Hsu did not apply this to all causes of mutation nor to all types of non-coding DNA — “Probably heterochromatin is ineffective in protecting euchromatic genes against penetrating ionizing radiations, but against chemicals (especially large molecules) and viruses, the layer of thick chromatin may be an excellent barrier” — but it has certainly been invoked more broadly by others since.

For example, the idea has been brought up with renewed vigour by some Russian geneticists (Patrushev 1997; Patrushev and Minkevitch 2006, 2007, 2008). In this case, the focus is on endogenous mutagens (i.e., free oxygen radicals generated through aerobic metabolism). They take this much farther than Hsu by applying it as a major explanation for genome size differences generally and by including transposable elements (which are much more abundant than satellite DNA). As they argued:

“Our data suggest the following molecular mechanism that controls the size of eukaryotic genome in phylogenesis. During the whole life, nuclear DNA of aerobic organisms is affected by a continuous flow of endogenous mutagens. Mutagens escaping the neutralizing effect of antimutagenesis system damage the nucleic bases of DNA, most of which are corrected by repair systems. This ensures a permissible genetically determined level of spontaneous mutagenesis. An increase in the intranuclear concentration of mutagens raises the mutation rate in genome-coding sequences,among which gene(s) of molecular sensor are present. Mutational alterations in the sensor mobilize retrotransposons, which results in a local growth in their copy number, enlargement of genome size, and a decrease inthe mutation in the corresponding coding sequences. As a result, the genome–endogenous mutagen system reaches a new steady-state level. A decrease in the intranuclear concentration of mutagens will be accompanied by a reduction of genome size as a result of spontaneous deletions in its now excessive (in view of accomplishing the protective functions) sequences.” (Patrushev and Minkevitch 2006)

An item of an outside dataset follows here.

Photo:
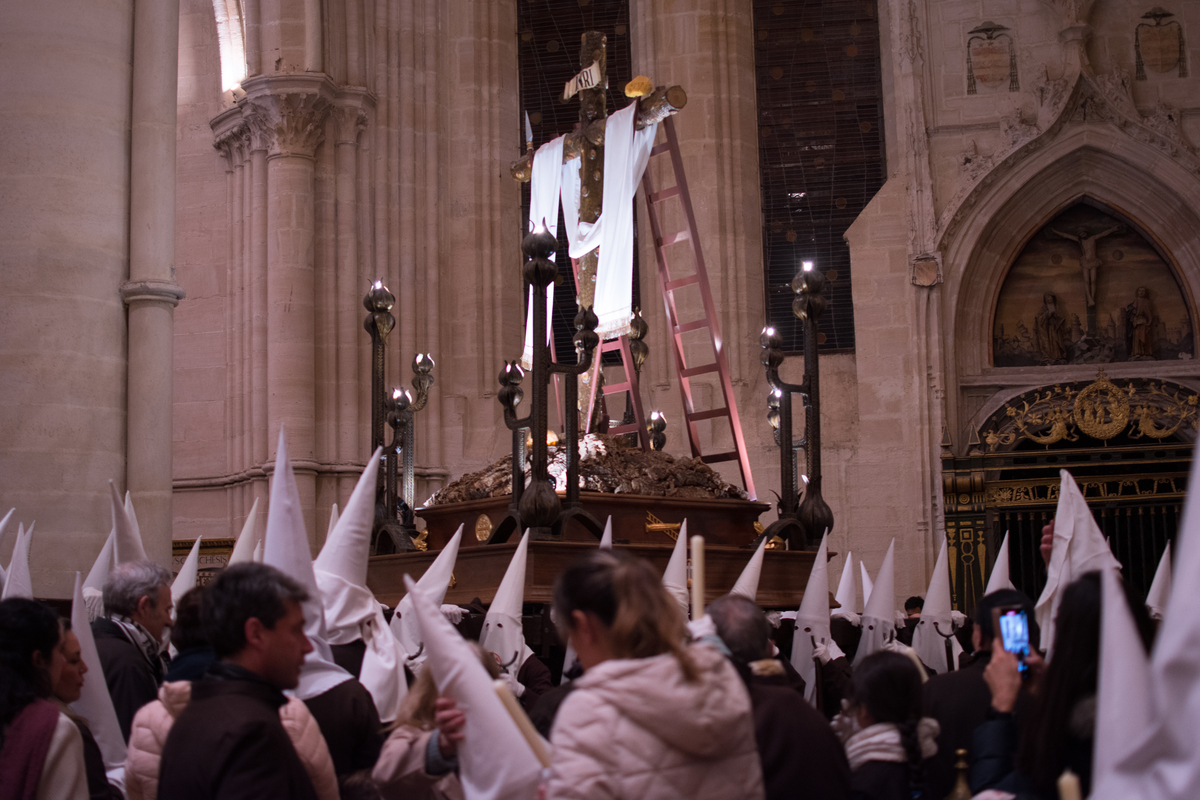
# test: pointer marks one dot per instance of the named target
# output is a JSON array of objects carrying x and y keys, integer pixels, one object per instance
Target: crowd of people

Put more directly, and very much in line with Hsu’s depiction of a “bodyguard”,

“In such a situation, the noncoding DNA of eukaryotic genome behaves quite ‘altruistically’ by putting itself under injuries instead of coding DNA.” (Patrushev and Minkevitch 2008)

The model they propose is summarized in this figure from Patrushev and Minkevitch (2008):

From Patrushev and Minkevitch (2008). Click for larger image.

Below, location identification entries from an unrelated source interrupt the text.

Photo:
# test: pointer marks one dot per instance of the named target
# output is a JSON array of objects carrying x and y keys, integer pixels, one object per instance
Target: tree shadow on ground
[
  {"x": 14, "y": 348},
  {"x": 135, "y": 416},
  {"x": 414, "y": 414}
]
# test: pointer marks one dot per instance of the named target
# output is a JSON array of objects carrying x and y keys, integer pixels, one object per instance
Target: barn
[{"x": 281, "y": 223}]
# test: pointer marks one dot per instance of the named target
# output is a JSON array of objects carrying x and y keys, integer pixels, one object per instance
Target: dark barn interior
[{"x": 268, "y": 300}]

Hsu (1975) recognized the problem of speculating on functions for junk DNA without evidence or any clear means of empirical testing. Thus, he was careful to provide several specific predictions of his bodyguard hypothesis that are amenable to analysis:

1. “the mutation rate induced by chemical mutagens should be inversely correlated with the number of B chromosomes”.
2. heterochromatin should be “more concentrated at the periphery of the nucleus (and probably also at the nucleoli) than in the interior”.
3. “organisms with more constitutive heterochromatin [should be] more resistant to induced mutations, at least by chemical mutagens”.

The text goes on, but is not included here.